The split ensures fair evaluation of the model's predictive ability.

In [22]:
# Step 3: Split data into training and testing sets
X_train, X_test, y_train, y_test = train_test_split(X, y, test_size=0.2, random_state=42)

## Data Normalization
Standardizes the features using `StandardScaler` from `scikit-learn`. This ensures that all features have a mean of 0 and a standard deviation of 1, improving model performance.

In [23]:
# Step 4: Normalize the features
scaler = StandardScaler()
X_train_scaled = scaler.fit_transform(X_train)  # Fit and transform on training data
X_test_scaled = scaler.transform(X_test)       # Transform testing data using the same scaler

## Training the Linear Regression Model
Uses the `LinearRegression` class from `scikit-learn` to train a regression model on the training data. This model predicts stock prices based on the input features.


In [24]:
# Step 5: Train a Linear Regression model
model = LinearRegression()
model.fit(X_train_scaled, y_train)

## Evaluating Model Performance
Metrics calculated on the testing data:
1. **Mean Squared Error (MSE)**: Measures the average squared difference between actual and predicted prices.
2. **R-squared (R²)**: Indicates how well the model explains the variance in the target variable (closer to 1 is better).

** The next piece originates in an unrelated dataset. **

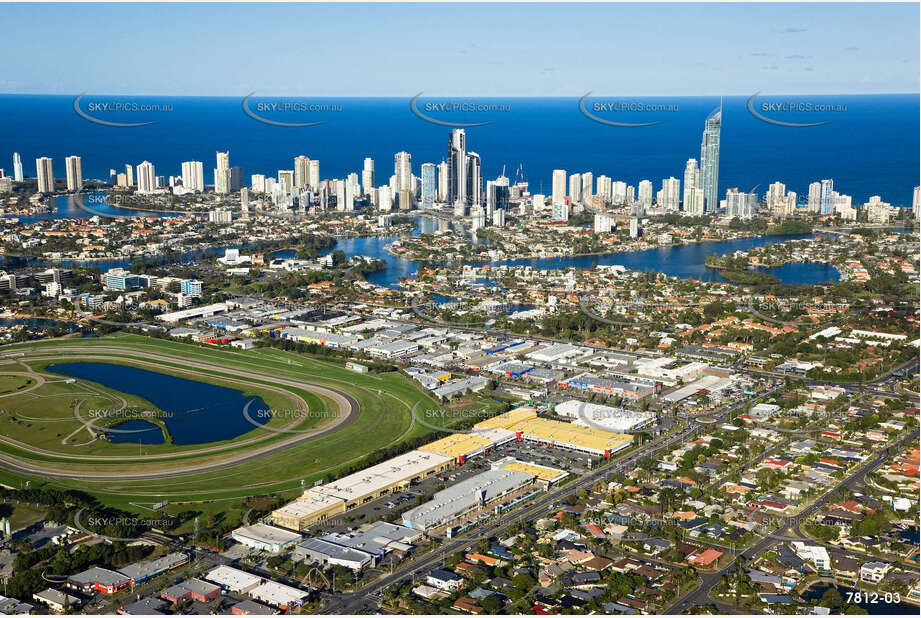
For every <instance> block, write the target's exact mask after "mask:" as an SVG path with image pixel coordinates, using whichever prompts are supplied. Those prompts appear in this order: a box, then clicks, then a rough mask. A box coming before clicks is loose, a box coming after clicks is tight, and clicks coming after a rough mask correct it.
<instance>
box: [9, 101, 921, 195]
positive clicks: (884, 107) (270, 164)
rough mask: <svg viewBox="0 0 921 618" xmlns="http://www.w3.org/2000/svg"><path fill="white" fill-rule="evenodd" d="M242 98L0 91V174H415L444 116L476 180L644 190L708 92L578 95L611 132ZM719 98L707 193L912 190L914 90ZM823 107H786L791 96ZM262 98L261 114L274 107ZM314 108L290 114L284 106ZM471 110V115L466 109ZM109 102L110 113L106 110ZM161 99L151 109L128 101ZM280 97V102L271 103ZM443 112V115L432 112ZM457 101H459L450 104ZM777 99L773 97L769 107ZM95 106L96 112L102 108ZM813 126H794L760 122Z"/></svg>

Outputs these metrics to assess model accuracy.


In [25]:
# Step 6: Evaluate the model
y_pred = model.predict(X_test_scaled)
mse = mean_squared_error(y_test, y_pred)
r2 = r2_score(y_test, y_pred)

print(f"Model Evaluation:")
print(f"Mean Squared Error (MSE): {mse:.2f}")
print(f"R-squared (R²): {r2:.2f}")

Model Evaluation:
Mean Squared Error (MSE): 3.40
R-squared (R²): 1.00


## Saving the Model and Scaler
Saves the trained model (`stock_price_model.pkl`) and the scaler (`scaler.pkl`) using `joblib`. This ensures the model and preprocessing pipeline can be reused without retraining.

In [26]:
# Step 7: Save the trained model and scaler
joblib.dump(model, 'models/stock_price_model.pkl')
joblib.dump(scaler, 'models/scaler.pkl')
print("Trained model saved as 'stock_price_model.pkl'")
print("Scaler saved as 'scaler.pkl'")

Trained model saved as 'stock_price_model.pkl'
Scaler saved as 'scaler.pkl'


## Verification and Next Steps
- Confirms that the model and scaler have been saved successfully.
- Prepares for Notebook 4, where the model will be used to make predictions and generate visualizations.

In [27]:
# Step 9: Verify saved files and next steps
import os

if os.path.exists("models/stock_price_model.pkl") and os.path.exists("models/scaler.pkl"):
    print("Model and scaler saved successfully.")
    print("Proceed to Notebook 4 for predictions and visualizations.")
else:
    print("Error: Model or scaler file not found. Check save steps.")

Model and scaler saved successfully.
Proceed to Notebook 4 for predictions and visualizations.